The survey, from Anomali – market leaders in threat intelligence platforms, also shows that almost a quarter believe they are over a year behind the average threat actor, and half of this admitting to two-five years behind.
The worrying information confirms that many organisations are not adequately mitigating cyber risks, despite detection and response being cited as the top security priority.
Results from the survey show:
- Almost one in five (17%) of respondents haven’t invested in any threat detection tools such as SIEM, paid or open threat feeds, or User and Entity Behaviour Analytics (UEBA)
- Two-thirds of respondents maintain fewer than 200 days of log data online for analysis/forensics, despite hackers often lurking undetected for this length of time
- 80% of security professionals do not consult historical logs on a daily basis to investigate past exposure to threats
- Only 13% compare historical logs with threat feeds/indicators of compromise daily
It shows that organisations not only struggle to detect malicious activity at the earliest stage of a breach, but do not learn from past exposures, which leaves numerous vulnerabilities undiscovered.

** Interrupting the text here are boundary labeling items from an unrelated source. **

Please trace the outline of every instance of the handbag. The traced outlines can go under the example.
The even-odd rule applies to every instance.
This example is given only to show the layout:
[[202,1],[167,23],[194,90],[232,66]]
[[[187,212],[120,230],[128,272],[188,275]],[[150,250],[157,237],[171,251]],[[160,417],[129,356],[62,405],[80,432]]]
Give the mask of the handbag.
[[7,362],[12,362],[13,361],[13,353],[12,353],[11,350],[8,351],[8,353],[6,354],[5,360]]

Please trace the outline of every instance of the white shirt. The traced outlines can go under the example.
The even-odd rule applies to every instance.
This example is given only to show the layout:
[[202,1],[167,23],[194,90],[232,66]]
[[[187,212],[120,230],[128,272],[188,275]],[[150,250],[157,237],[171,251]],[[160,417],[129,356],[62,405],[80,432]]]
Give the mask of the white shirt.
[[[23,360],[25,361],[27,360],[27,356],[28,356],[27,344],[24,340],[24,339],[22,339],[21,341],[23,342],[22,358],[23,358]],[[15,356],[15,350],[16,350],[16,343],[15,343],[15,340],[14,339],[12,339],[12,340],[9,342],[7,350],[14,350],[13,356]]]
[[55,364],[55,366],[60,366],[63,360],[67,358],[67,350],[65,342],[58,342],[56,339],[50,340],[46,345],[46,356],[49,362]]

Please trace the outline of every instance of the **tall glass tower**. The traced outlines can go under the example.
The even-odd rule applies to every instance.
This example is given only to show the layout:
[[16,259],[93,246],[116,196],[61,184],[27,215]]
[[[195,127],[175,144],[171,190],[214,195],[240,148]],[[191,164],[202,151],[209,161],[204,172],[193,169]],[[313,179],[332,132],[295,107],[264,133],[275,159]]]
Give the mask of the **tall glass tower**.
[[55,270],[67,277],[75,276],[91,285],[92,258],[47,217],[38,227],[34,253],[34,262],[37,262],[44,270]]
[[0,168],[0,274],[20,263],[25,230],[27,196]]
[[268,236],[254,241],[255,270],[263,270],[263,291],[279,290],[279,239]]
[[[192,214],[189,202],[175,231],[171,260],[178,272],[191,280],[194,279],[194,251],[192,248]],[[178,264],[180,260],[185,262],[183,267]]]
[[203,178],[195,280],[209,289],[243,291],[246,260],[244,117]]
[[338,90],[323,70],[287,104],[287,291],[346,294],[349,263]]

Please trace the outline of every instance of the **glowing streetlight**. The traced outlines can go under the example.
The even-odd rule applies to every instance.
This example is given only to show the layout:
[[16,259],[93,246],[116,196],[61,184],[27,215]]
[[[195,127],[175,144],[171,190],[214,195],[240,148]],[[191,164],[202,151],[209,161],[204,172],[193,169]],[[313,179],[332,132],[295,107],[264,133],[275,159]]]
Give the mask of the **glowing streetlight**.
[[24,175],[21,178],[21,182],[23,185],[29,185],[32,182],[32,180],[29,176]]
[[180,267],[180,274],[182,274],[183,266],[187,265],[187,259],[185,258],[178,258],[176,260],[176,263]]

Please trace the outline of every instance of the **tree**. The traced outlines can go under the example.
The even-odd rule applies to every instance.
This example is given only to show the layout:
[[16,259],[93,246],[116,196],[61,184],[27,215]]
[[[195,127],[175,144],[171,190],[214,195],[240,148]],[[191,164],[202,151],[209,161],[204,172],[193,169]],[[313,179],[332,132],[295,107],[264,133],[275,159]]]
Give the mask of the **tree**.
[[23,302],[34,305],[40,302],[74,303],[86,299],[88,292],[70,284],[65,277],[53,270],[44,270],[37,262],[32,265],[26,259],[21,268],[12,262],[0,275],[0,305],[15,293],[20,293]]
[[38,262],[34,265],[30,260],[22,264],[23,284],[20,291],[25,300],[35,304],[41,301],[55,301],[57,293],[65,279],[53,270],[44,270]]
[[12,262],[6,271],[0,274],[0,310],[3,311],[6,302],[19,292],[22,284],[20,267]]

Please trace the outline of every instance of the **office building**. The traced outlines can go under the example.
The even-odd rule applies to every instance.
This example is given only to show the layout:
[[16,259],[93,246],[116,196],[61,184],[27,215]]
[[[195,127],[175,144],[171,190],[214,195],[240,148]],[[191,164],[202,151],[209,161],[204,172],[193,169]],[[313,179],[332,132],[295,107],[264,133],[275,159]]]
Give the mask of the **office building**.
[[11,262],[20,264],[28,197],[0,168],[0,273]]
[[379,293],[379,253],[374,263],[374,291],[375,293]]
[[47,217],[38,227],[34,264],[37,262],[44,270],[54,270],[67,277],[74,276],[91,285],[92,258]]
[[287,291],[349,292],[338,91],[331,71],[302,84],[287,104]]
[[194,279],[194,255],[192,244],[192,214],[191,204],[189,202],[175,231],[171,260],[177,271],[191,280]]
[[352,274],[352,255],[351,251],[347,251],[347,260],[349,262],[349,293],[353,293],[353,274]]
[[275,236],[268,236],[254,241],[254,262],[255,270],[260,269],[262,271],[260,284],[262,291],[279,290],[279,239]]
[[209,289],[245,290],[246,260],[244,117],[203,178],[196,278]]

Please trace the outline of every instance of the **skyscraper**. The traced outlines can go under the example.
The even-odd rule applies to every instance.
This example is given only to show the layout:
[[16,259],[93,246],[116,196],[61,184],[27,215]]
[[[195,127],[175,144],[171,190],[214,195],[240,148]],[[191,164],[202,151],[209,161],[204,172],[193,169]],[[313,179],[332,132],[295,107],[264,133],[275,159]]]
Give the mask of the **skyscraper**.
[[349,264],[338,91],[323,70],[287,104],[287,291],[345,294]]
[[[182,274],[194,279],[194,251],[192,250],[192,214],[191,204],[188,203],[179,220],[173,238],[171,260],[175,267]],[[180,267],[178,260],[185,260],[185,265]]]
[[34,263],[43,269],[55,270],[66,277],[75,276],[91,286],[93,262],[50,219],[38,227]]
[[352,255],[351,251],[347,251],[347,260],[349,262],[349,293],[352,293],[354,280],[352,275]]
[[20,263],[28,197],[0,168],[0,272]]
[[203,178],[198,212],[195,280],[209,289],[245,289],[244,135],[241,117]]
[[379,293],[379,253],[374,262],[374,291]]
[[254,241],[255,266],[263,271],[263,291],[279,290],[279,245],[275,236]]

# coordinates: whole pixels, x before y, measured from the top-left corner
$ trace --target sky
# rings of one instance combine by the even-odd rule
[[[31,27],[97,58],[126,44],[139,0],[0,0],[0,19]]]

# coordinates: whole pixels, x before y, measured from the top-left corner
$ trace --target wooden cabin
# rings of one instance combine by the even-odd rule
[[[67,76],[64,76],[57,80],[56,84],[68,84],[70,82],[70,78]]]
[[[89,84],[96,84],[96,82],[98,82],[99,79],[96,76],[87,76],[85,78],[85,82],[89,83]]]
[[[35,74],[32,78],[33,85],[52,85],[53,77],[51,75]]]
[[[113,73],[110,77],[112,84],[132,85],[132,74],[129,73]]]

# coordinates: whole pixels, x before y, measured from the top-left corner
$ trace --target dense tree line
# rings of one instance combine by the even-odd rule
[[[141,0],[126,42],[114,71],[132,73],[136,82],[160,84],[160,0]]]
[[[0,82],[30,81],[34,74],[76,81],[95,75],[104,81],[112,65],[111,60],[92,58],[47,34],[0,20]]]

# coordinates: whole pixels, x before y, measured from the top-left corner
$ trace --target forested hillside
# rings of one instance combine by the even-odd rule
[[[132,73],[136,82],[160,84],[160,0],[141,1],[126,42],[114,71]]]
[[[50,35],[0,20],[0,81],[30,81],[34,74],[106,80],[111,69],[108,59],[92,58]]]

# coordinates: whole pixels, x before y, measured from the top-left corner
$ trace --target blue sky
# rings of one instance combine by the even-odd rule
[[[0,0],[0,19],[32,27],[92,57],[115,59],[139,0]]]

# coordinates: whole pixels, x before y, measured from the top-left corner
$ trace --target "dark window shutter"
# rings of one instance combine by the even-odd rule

Organisations need to be educated that cyber attacks are not ‘lucky shots’ but deliberately planned and executed over time, with cyber criminals lurking undetected inside enterprises’ IT systems for 200 days or more before discovery.
While lurking in the background, attackers can gain access inside the network, escalate privileges, search for high value information, and ultimately exfiltrate data or perform other malicious activities. However, the survey shows just 20% consult past logs daily.
“The ‘200 day problem’ arises from the fact that logs are produced in such massive quantities that typically only 30 days are retained and running searches over long time ranges can take hours or even days to complete,” says Jamie Stone, Vice President, EMEA at Anomali. “Detecting a compromise at the earliest stage possible can identify suspicious or malicious traffic before it penetrates the network or causes harm. It’s imperative to invest in technologies security teams can use to centralise and automate threat detection, not just daily but against historical data as well.”
“Organisations must wake up to the daily reality of cyber-attacks and start viewing security as a business enabler that can support and add value to the business as it transforms and innovates. It’s all too common that IT purchase decisions are driven solely by budget rather than need. Implementing the bare minimum is not an option, bolstering cyber security postures must be prioritised. Solutions such as a threat intelligence platform will enable organisations to proactively detect and respond to the modern cyber adversary,” continued Mr Stone.